3.4. CO₂ Adsorption Experiments

The CO₂ adsorption performance of the carbon samples was measured using a thermogravimetric analyzer. Initially, about 10 mg of each sample was placed in an alumina crucible loaded in a TGA furnace. Prior to each adsorption experiment, the carbon sample was heated up to 130 °C (10 °C/min) and kept for 30 min to remove moisture under N₂ flow (40 mL·min⁻¹). Then, the carbon sample was cooled to a desired adsorption temperature, i.e., 30 °C, 45 °C, and 60 °C, under which the CO₂ adsorption studies were performed for 180 min with rate of 50 mL·min⁻¹. Moreover, adsorbent regeneration was carried out by heating the sample to 140 °C for 30 min at 10 °C·min⁻¹ under N₂ flow (40 mL·min⁻¹). To check the adsorbent stability, the adsorption–desorption procedure was repeated 4 times.

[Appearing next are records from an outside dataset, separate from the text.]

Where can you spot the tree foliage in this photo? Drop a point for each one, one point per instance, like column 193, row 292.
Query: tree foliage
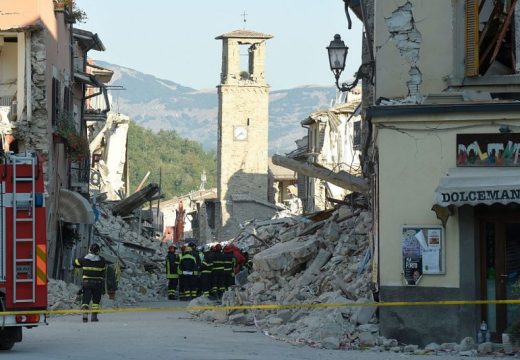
column 175, row 162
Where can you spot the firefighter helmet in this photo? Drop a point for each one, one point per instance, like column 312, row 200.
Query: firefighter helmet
column 94, row 249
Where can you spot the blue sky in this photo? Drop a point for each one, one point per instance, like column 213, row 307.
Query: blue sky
column 175, row 39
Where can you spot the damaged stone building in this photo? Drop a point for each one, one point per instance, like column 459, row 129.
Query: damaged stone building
column 333, row 142
column 43, row 89
column 243, row 120
column 442, row 153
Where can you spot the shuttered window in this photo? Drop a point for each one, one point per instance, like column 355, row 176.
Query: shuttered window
column 471, row 49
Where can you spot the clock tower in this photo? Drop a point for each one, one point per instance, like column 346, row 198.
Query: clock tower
column 243, row 124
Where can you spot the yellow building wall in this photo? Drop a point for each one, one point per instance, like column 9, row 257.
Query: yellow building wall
column 411, row 163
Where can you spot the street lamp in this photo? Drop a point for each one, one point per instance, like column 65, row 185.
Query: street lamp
column 337, row 57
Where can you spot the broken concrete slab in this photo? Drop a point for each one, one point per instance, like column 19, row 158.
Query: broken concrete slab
column 285, row 257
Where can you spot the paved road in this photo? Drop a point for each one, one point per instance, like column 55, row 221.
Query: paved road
column 166, row 335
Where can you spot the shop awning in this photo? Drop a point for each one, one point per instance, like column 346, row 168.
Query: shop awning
column 482, row 185
column 74, row 208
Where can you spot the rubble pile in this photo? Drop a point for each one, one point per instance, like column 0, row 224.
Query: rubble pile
column 140, row 257
column 297, row 261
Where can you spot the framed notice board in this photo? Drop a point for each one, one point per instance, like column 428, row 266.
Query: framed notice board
column 422, row 251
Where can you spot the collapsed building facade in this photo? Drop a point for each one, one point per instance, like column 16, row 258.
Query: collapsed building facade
column 440, row 132
column 43, row 88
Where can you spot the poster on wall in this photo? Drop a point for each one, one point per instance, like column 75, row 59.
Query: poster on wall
column 496, row 149
column 421, row 250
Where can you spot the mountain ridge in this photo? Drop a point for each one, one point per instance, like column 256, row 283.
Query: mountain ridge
column 157, row 103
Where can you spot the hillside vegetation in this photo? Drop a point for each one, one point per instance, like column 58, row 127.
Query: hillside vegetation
column 175, row 162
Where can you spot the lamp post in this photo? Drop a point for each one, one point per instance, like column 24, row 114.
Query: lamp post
column 337, row 56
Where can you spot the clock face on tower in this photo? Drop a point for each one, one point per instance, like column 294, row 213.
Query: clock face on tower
column 240, row 133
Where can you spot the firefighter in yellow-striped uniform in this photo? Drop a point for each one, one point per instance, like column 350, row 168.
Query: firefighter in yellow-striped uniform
column 172, row 271
column 188, row 271
column 93, row 281
column 205, row 273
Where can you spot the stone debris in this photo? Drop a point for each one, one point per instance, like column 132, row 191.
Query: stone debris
column 300, row 261
column 141, row 257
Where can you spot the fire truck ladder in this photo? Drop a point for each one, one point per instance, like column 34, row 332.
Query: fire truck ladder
column 24, row 216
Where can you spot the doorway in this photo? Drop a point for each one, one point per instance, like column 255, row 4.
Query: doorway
column 500, row 266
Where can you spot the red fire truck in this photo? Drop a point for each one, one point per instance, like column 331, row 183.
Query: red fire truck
column 23, row 252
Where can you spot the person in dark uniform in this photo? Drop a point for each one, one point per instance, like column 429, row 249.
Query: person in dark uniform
column 205, row 273
column 218, row 275
column 93, row 280
column 188, row 270
column 172, row 272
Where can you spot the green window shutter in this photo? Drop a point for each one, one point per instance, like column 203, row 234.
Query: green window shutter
column 471, row 60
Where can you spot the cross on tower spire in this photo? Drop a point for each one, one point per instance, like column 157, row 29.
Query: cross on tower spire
column 244, row 16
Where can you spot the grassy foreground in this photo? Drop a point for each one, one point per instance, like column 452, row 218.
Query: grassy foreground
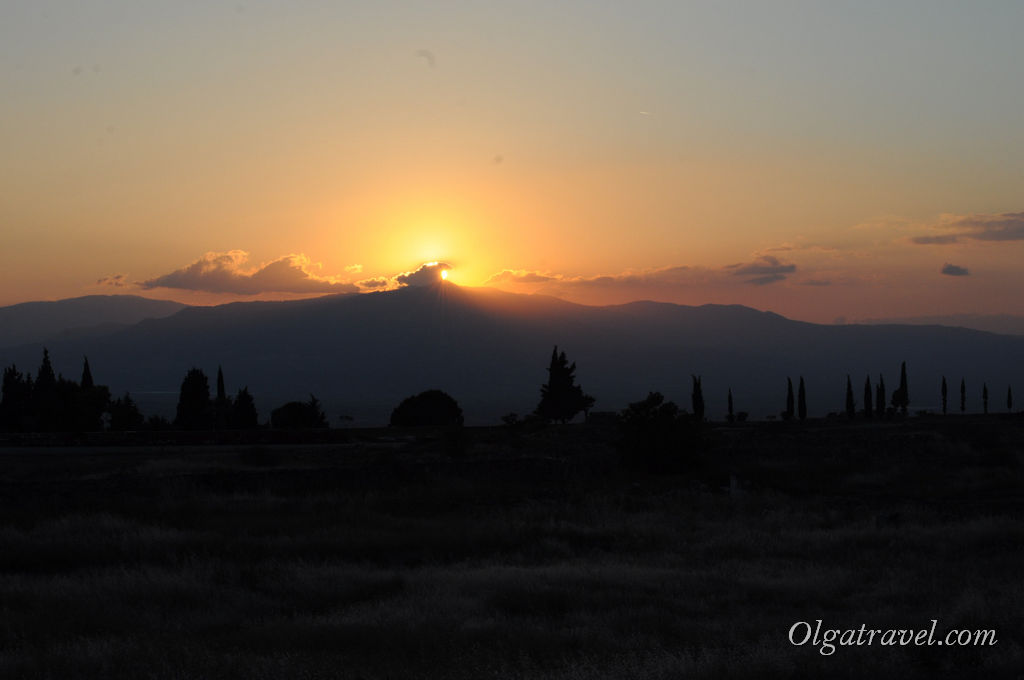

3.5. CO₂ Adsorption Kinetic Analysis

Four typical kinetic models, namely, pseudo-first-order model [40,41] (used to describe the physical adsorption process), pseudo-second-order model [40,42,43] (used to describe the chemical adsorption process), double exponential model [42] (used to describe both the physical and chemical adsorption processes), and intraparticle diffusion model [44] (used to describe the adsorption process in a solid adsorbent with abundant pores), were studied in this research. The regression coefficient (R²) was verified according to the fitting degree of each theoretical model and the actual data. The highest regression coefficient indicates the most appropriate theoretical model, which can demonstrate the adsorption kinetic mechanism. The equations for each model are displayed in order as follows:

$$q_t=q_e\left(1-e^{-k_{1}t}\right)$$

(6)

$$q_t=\frac{q_e^2{k}_{2}t}{1+q_e{k}_{2}t}$$

(7)

$$q_t=q_e-{\mathrm{A}}_1\exp \left(-k_{3}t\right)-{\mathrm{A}}_2\exp \left(-k_{4}t\right)$$

(8)

$$q_t=k_5{t}^{\raisebox{1ex}{$1$}\!\left/ \!\raisebox{-1ex}{$2$}\right.}+C$$

(9)

where t (min) is the time of adsorption; q_t (mmol·g⁻¹) and q_e (mmol/g) are the amounts of solute adsorbed at time t and at saturation; k₁ (min⁻¹) and k₂ (g·mmol⁻¹·min⁻¹) are the rate constants for pseudo-first-order and pseudo-second-order adsorption, respectively; k₃ (min⁻¹) and k₄ (g·(mmol min) ⁻¹) are the adsorption rate constants of the first and second adsorption mechanisms in the double exponential kinetic expression, while k₅ (mol/(g·s^0.5)) is the intraparticle diffusion rate constant; A₁ (mmol·g⁻¹) and A₂ (mmol·g⁻¹) can be viewed as the maximum adsorption capacity in the double exponential model; and C is a constant for the intraparticle diffusion model, which is related to the boundary layer’s thickness.

4. Conclusions

In summary, we reported a facile method for preparing porous graphitized carbon from SH via Ni(NO₃)₂/KOH co-catalysts, which reduces the dosage of the activating agent and lowers the reaction temperature. Compared to ASH-750, ASH-850 presented a higher specific surface area (1486 cm³·g⁻¹), an extremely higher micropore volume (0.74 cm³·g⁻¹), and more abundant functional groups, which led to an outstanding capacity of CO₂ capture. The highest CO₂ uptake of 2.51 mmol/g was achieved at 30 °C and 1 bar. Moreover, ASH-850 exhibited a rapid CO₂ adsorption rate, excellent cyclic stability, and easy regeneration. In addition, the kinetic study at different temperatures indicated that both physical adsorption and chemisorption existed during the process of adsorption of the samples. This facile and cost-effective carbon synthesis route is beneficial to large-scale preparation of adsorbents of CO₂. It also plays an important role in improving the high-value-added utilization of macroalgae, which promotes the development of ecological restoration using macroalgae.